I have a matrix X of size (d,N). In other words, there are N vectors with d dimensions each. For example,
X = [[1,2,3,4],[5,6,7,8]]
there are N=4 vectors of d=2 dimensions.
Also, I have rag array (list of lists). Indices are indexing columns in the X matrix. For example,
I = [ [0,1], [1,2,3] ]
The I[0]=[0,1] indexes columns 0 and 1 in matrix X. Similarly the element I[1] indexes columns 1,2 and 3. Notice that elements of I are lists that are not of the same length!

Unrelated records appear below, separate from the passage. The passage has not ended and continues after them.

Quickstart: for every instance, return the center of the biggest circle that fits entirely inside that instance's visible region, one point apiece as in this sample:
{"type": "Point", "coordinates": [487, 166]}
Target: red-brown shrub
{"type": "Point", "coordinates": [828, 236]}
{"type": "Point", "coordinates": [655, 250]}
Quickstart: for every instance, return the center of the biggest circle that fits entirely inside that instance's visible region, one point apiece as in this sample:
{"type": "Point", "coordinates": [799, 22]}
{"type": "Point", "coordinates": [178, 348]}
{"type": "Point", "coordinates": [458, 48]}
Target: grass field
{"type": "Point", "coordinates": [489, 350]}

What I would like to do, is to index the columns in the matrix X using each element in I, sum the vectors and get a vector. Repeat this for each element of I and thus build a new matrix Y. The matrix Y should have as many d-dimensional vectors as there are elements in I array. In my example, the Y matrix will have 2 vectors of 2 dimensions.
In my example, the element I[0] tells to get columns 0 and 1 from matrix X. Sum the two vectors 2-dimensional vectors of matrix X and put this vector in Y (column 0). Then, element I[1] tells to sum the columns 1,2 and 3 of matrix X and put this new vector in Y (column 1).
I can do this easily using a loop but I would like to vectorize this operation if possible. My matrix X has hundreds of thousands of columns and the I indexing matrix has tens of thousands elements (each element is a short lists of indices).
My loopy code :
Y = np.zeros( (d,len(I)) )
for i,idx in enumerate(I):
Y[:,i] = np.sum( X[:,idx], axis=1 )